Just as a smartwatch applies basic computing to specific demands, SLMs apply learning automation in smaller doses where it can do plenty of good. To mine these opportunities, higher education leaders need to school themselves on the basics: what SLMs do and how they deliver value across campus.
What Are Small Language Models?
SLMs are spinoffs of LLMs, which have garnered massive attention since the introduction of ChatGPT in late 2022. Drawing on the power of LLMs, ChatGPT depends on specially designed microchips called graphic processing units (GPUs) to mimic human communication. The models ingest immense volumes of text, sounds or visual data and train themselves to learn from hundreds of billions or even trillions of variables, called parameters, according to IBM.
SLMs, by contrast, use substantially fewer parameters — from a few million to a billion. They can’t do everything an LLM can do, but their small size pays off in specific scenarios.

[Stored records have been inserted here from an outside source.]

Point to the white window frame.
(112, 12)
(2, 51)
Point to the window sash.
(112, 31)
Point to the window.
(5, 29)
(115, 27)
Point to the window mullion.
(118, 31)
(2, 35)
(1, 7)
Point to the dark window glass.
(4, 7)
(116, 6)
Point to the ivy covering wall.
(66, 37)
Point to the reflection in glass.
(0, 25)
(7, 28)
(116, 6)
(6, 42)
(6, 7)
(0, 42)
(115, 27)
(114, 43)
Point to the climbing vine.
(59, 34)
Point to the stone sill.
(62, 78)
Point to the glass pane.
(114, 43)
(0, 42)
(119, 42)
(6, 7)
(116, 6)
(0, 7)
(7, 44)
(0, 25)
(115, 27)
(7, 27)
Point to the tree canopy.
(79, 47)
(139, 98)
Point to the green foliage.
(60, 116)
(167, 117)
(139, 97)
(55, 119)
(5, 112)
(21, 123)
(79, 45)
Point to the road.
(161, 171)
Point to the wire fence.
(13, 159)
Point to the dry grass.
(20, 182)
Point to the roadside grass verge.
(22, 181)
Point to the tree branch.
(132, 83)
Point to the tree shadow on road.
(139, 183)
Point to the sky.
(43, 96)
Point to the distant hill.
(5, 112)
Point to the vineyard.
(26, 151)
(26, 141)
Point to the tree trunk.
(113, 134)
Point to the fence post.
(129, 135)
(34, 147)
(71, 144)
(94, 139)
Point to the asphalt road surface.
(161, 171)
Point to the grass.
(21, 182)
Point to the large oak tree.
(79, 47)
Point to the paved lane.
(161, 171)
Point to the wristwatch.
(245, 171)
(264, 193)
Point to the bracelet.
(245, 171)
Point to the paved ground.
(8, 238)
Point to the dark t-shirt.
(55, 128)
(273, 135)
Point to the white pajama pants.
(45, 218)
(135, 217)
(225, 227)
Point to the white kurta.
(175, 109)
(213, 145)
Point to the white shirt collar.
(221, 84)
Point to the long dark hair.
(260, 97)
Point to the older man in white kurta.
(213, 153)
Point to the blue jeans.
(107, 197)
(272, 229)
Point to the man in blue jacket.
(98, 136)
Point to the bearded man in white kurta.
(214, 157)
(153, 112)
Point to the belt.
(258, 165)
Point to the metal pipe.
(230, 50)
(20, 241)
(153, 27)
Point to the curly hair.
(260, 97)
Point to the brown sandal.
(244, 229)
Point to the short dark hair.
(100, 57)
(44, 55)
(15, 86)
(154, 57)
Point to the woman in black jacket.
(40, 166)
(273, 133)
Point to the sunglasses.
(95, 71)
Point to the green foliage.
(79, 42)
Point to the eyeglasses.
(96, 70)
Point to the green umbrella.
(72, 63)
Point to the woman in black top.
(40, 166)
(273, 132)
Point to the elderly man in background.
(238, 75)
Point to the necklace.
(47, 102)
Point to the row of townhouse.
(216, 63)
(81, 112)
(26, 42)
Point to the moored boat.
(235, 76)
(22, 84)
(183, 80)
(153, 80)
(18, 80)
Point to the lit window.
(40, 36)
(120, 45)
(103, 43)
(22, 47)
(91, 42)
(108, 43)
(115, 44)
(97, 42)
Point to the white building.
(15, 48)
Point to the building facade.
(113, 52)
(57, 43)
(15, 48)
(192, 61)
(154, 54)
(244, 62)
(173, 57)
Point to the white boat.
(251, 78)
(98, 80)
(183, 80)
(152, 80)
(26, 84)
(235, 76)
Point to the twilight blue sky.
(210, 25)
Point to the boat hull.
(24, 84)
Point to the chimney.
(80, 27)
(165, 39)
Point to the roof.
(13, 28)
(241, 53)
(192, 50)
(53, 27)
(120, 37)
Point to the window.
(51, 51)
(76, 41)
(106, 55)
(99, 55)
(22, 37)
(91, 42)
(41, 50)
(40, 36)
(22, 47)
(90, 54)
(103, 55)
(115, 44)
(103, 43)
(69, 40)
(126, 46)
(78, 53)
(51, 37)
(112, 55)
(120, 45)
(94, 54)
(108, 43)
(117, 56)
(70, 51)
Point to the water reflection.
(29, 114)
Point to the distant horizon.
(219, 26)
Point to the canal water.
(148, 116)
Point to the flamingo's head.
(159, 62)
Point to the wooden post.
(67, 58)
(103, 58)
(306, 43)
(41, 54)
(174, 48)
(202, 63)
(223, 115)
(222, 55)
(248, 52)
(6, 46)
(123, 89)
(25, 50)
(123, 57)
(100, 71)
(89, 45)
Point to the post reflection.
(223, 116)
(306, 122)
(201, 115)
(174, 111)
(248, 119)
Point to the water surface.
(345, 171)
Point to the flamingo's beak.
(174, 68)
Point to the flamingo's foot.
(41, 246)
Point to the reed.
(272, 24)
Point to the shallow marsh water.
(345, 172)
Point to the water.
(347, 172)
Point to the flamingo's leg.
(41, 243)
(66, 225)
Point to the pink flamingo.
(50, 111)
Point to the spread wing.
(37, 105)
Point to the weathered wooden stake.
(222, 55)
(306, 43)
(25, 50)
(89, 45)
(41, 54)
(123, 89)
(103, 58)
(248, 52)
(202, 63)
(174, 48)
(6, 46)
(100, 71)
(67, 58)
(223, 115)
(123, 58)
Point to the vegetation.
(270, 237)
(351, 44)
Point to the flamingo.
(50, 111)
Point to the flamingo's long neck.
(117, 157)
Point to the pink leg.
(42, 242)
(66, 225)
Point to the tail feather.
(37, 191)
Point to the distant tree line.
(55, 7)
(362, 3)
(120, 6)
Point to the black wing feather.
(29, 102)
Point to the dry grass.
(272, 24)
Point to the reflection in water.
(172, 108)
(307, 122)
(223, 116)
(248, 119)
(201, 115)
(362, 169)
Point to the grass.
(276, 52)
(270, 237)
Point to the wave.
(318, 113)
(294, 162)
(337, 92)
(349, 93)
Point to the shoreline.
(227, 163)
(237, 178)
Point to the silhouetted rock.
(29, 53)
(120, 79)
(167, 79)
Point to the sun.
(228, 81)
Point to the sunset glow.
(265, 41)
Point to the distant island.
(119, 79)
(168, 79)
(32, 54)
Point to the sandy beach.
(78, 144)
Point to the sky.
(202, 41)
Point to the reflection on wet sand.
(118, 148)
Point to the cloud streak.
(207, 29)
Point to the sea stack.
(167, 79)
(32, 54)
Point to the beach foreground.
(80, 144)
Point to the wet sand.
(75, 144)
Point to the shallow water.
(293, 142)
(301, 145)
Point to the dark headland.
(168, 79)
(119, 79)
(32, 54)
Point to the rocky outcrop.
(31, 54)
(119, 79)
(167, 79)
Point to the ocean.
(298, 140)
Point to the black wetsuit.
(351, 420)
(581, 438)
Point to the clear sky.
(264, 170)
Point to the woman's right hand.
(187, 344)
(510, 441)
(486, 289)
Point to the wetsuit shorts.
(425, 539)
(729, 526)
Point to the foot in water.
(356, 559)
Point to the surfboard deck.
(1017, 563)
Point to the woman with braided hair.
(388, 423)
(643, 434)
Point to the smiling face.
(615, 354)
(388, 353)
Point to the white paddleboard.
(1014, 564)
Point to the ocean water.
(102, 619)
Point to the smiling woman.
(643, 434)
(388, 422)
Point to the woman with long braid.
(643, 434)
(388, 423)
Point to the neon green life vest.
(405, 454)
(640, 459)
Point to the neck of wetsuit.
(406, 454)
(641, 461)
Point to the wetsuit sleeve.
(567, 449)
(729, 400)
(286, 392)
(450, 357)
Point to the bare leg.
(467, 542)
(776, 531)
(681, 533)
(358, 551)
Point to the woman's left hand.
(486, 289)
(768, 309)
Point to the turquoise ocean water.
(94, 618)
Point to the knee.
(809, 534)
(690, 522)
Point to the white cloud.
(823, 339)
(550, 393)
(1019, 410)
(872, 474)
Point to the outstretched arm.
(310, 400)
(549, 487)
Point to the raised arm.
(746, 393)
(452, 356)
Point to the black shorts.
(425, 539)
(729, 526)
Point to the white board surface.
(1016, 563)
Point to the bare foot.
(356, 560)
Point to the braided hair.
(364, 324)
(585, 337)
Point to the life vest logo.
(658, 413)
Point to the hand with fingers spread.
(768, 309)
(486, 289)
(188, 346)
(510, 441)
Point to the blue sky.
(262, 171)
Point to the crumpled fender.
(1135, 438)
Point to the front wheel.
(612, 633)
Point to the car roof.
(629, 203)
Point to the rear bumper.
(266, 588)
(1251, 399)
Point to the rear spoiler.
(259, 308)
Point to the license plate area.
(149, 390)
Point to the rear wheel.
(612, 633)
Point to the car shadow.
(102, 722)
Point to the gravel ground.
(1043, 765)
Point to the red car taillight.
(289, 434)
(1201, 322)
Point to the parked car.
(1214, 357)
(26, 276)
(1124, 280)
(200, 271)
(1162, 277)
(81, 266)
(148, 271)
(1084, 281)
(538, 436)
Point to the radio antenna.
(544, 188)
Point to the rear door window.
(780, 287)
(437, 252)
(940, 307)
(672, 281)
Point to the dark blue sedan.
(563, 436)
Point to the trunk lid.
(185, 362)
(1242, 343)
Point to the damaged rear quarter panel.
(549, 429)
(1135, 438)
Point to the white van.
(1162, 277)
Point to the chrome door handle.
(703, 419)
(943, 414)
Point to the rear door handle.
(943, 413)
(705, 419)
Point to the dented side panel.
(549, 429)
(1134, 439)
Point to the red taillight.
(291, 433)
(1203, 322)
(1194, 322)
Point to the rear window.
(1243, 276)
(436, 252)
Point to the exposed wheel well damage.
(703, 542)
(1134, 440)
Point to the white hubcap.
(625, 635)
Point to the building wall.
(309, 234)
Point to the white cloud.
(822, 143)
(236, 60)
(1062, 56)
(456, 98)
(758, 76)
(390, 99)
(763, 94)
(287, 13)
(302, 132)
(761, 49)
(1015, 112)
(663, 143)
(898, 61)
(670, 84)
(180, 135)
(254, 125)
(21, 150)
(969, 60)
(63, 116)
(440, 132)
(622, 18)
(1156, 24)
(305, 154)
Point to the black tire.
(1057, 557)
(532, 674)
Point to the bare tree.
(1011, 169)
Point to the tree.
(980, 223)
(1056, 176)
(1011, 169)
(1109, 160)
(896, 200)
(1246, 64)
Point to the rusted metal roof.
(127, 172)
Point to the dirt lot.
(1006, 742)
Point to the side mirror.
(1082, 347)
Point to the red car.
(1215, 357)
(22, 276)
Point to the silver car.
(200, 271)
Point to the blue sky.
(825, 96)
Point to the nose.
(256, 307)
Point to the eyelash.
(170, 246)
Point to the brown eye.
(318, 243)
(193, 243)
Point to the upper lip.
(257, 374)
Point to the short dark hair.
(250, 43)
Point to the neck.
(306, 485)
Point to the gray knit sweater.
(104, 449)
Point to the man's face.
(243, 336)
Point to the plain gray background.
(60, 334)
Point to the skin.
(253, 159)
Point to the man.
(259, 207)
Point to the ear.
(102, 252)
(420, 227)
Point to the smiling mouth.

“Most universities are like small cities,” says Sidney Fernandes, CIO and vice president of digital experiences at the University of South Florida. Institutions oversee operational domains far beyond their core educational responsibilities: parking, transportation, housing, healthcare, buildings, law enforcement, athletics and more. “All of those operationally focused areas present places where these models can be specifically targeted to domains,” Fernandes adds.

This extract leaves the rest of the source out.